Il nous maudira aujourd’hui et à toujours — et pour nous, les six jours de notre besogne écoulés — dans l’oisiveté qui durera autant que durera le temps — nous jouirons de la malédiction de tous ses cris. »

♦ ♦

Tu parlas ainsi, ô Seigneur… — mais il en fut autrement.

♦ ♦

Parce que, ô vieux sadique… — Si tu ne t’es pas trompé dans la dix millionième partie d’une seconde dans tes calculs astronomiques — tu as fait erreur en ce qui concerne l’accomplissement de ton désir insensé.

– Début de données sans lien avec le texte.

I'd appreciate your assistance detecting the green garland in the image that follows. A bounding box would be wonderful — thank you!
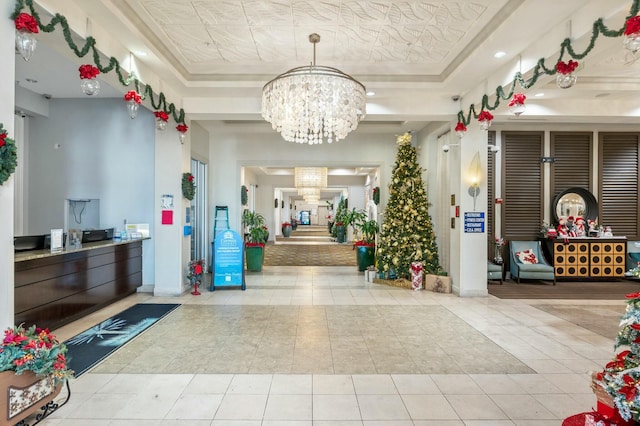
[182,173,196,201]
[240,185,249,206]
[458,0,640,126]
[0,123,18,185]
[11,0,184,123]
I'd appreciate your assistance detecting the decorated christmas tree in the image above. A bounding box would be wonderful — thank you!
[594,293,640,424]
[376,133,442,278]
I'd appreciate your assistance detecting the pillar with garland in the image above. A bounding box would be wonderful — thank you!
[376,133,442,278]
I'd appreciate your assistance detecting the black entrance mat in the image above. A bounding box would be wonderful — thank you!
[64,303,180,377]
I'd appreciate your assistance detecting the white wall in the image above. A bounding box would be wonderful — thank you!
[25,99,156,283]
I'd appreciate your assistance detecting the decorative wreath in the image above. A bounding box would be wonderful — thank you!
[373,186,380,205]
[0,123,18,185]
[240,185,249,206]
[182,173,196,200]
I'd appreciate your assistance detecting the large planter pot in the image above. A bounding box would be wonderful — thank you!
[244,246,264,271]
[356,244,376,271]
[0,371,62,425]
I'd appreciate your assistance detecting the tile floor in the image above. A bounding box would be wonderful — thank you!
[36,267,624,426]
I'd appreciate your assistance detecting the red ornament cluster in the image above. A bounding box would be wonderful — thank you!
[14,13,39,34]
[624,16,640,35]
[124,90,142,104]
[453,121,468,133]
[556,59,578,74]
[78,64,100,80]
[509,93,527,106]
[478,109,493,121]
[153,111,169,122]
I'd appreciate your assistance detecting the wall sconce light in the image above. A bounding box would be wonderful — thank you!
[468,151,482,211]
[442,143,460,152]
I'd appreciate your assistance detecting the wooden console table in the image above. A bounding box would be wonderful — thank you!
[553,237,627,278]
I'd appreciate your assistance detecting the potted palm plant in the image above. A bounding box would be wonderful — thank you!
[242,210,269,271]
[353,212,380,271]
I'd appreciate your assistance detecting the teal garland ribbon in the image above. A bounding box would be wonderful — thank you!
[450,0,640,126]
[11,0,184,124]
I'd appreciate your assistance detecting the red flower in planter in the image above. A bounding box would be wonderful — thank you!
[14,13,39,34]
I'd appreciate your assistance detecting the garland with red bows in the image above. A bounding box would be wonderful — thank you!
[182,172,196,201]
[0,123,18,185]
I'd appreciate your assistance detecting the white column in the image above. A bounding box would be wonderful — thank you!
[151,123,191,296]
[452,119,493,297]
[0,2,16,330]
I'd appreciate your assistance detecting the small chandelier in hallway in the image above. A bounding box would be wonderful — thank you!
[262,34,366,145]
[293,167,327,188]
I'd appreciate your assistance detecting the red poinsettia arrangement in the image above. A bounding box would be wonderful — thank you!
[478,109,493,122]
[0,325,73,383]
[124,90,142,104]
[556,59,578,75]
[14,13,39,34]
[624,16,640,35]
[453,117,468,133]
[78,64,100,80]
[509,93,527,106]
[153,111,169,122]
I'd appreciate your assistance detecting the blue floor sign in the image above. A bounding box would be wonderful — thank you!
[464,212,484,234]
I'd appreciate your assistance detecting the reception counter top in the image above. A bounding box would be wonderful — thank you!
[14,238,148,329]
[15,237,151,262]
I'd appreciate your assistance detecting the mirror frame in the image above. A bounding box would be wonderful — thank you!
[553,187,598,224]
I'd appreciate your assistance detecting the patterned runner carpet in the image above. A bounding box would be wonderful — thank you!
[264,243,357,266]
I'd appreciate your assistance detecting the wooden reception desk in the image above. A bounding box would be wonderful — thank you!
[14,239,142,329]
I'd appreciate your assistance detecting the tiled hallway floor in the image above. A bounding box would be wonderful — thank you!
[43,267,625,426]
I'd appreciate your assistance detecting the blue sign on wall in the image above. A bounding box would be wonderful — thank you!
[464,212,484,234]
[211,229,245,290]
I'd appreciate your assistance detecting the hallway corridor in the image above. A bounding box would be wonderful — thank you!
[35,267,624,426]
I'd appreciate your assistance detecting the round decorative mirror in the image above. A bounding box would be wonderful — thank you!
[553,187,598,223]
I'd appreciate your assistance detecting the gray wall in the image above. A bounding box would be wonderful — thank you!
[25,99,156,283]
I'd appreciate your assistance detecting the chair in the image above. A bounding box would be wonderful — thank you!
[509,241,556,285]
[487,260,504,285]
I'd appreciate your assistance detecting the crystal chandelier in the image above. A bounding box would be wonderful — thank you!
[262,34,366,145]
[293,167,327,188]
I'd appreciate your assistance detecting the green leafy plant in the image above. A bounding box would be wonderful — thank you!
[0,325,73,383]
[0,123,18,185]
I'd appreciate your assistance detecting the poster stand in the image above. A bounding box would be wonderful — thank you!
[209,229,247,291]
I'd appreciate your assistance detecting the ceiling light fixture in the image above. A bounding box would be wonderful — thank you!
[262,33,366,145]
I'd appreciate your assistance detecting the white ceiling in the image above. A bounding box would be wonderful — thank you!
[16,0,640,198]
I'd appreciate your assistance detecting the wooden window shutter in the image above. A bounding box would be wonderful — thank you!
[549,132,593,196]
[598,133,640,240]
[502,132,544,241]
[487,131,497,257]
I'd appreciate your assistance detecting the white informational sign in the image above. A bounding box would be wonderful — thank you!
[51,229,64,252]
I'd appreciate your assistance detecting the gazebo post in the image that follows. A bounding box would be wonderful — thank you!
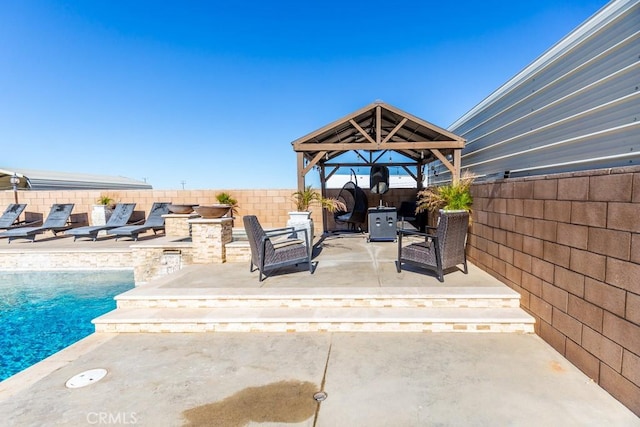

Parce que, ô Seigneur, à ta grande surprise — voici que nous te bénissons.

♦ ♦

Nous te bénissons pour nous avoir donné une langue — pour nous avoir enseigné les paroles de la malédiction — parce que nous, les atomes éphémères, nous pouvons nous dresser et faire front — à ton incommensurable omnipotence et nous écrier :

« Sois maudit pour toute l’éternité, ô Seigneur — à cause de la plainte des enfants qui ont faim — des supplications des vieillards sans gîte — à cause de l’Amour qui agonise — de la Haine qui triomphe — à cause du bien que tu pouvais faire et que tu n’as pas fait — Génie du mal — créateur de l’injustice… — Sois maudit — pour l’éternité… Amen ! »

Gigi Damiani.

(l’en dehors - 3e année - n°37-38 – 20 juin 1924)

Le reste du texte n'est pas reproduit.